Secrets Left to Post: 03 pages, 053 secrets from Secret Submission Post #462.
Secrets Not Posted: [ 0 - broken links ], [ 0 - not!secrets ], [ 0 - not!fandom ], [ 0 - too big ], [ 1 - repeat ].
Current Secret Submissions Post: here.
Suggestions, comments, and concerns should go here.

A Reminder (inspired by secret 7)

(Anonymous) 2015-11-07 11:03 pm (UTC)(link)
If you thought that Tyler Durden was the hero of Fight Club (at least the movie version), you did not understand it. Whether you thought it was good that he was the hero, or bad.

Re: A Reminder (inspired by secret 7)

(Anonymous) 2015-11-07 11:16 pm (UTC)(link)
I personally read the whole thing as Tyler basically being the rom-com equivalent of the sassy friend who gives the hero(ine) a kick to the pants to get them to talk with the love interest. Everything else is circumstantial.

Re: A Reminder (inspired by secret 7)

(Anonymous) 2015-11-08 12:34 am (UTC)(link)
I always read that movie as not having any "hero", at least not in the traditional sense of the word.

The story makes the most sense to me if I interpret as a commentary on the nature of evil and its relation to "greatness". How we all have the capacity to become great (or to come to be perceived as such by our fellows) if we put our talents to use, and how the dark flip side of that is that we all have the capacity to become evil if we allow the negative aspects of our personalities to take over.

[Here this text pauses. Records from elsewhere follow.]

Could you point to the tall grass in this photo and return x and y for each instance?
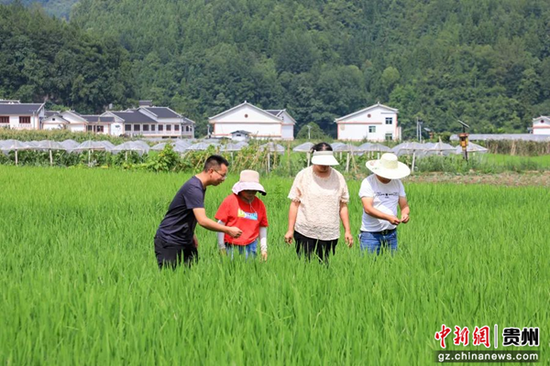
(79, 282)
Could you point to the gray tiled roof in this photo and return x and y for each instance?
(19, 109)
(163, 112)
(134, 117)
(48, 114)
(97, 118)
(274, 112)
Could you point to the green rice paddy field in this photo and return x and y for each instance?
(79, 284)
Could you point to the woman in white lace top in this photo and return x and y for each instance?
(320, 198)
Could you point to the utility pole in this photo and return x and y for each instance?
(419, 129)
(464, 139)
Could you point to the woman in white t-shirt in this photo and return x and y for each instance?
(320, 198)
(380, 194)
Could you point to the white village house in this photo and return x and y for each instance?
(541, 125)
(151, 121)
(260, 124)
(146, 121)
(21, 116)
(375, 123)
(76, 122)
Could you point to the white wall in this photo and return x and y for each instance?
(288, 132)
(76, 128)
(34, 125)
(259, 130)
(116, 129)
(356, 127)
(260, 124)
(541, 128)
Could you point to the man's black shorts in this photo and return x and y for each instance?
(171, 255)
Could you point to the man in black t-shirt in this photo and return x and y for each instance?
(175, 240)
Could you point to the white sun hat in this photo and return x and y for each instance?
(388, 167)
(248, 181)
(324, 158)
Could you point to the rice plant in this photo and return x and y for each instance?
(79, 282)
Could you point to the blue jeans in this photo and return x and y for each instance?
(376, 242)
(249, 249)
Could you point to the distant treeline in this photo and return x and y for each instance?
(482, 61)
(44, 59)
(57, 8)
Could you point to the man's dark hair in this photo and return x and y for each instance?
(321, 146)
(214, 162)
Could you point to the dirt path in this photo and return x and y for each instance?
(541, 179)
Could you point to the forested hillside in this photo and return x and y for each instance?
(57, 8)
(483, 61)
(46, 59)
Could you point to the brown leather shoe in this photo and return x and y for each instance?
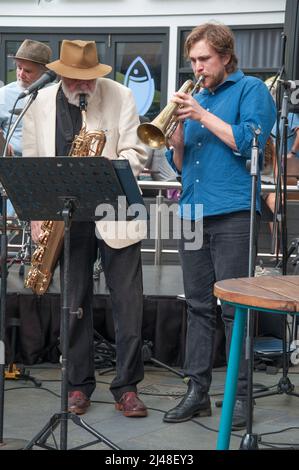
(131, 405)
(78, 402)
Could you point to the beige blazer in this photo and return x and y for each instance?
(113, 110)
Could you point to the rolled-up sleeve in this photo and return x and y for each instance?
(257, 111)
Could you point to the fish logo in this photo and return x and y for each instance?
(138, 78)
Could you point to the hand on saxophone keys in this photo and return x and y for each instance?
(35, 229)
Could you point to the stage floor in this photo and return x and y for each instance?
(27, 410)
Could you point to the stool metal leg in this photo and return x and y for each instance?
(231, 379)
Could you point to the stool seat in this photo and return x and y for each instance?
(265, 292)
(272, 294)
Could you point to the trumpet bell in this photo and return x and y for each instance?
(151, 135)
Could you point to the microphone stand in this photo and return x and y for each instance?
(250, 440)
(10, 443)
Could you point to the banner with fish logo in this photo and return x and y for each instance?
(138, 78)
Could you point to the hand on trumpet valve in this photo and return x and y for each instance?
(188, 107)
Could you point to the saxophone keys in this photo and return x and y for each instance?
(38, 255)
(47, 225)
(44, 237)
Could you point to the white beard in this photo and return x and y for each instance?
(21, 84)
(73, 97)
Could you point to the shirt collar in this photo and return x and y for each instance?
(233, 77)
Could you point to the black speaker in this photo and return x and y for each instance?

I think it's ultimately a story about a man's desire to become a greater person than he is, and how that desire leads to him battling with his "evil" inclinations before they completely subsume and destory all the good in him.

Re: A Reminder (inspired by secret 7)

(Anonymous) 2015-11-08 01:39 am (UTC)(link)
There's a lot of ways you can frame what's going on, and a lot of ways you can read it.

But, I think, any way you want to read it has to be in terms of a dialectic movement - where one shitty situation (the one the protagonist is in at the beginning) engenders another opposite but equally shitty one, and resolution is only achieved through the rejection of both. You can frame those situations in personal terms or social political terms, or whatever you want. But that's the basic structure of the movie, and however you frame it, Tyler Durden does not represent a satisfactory outcome.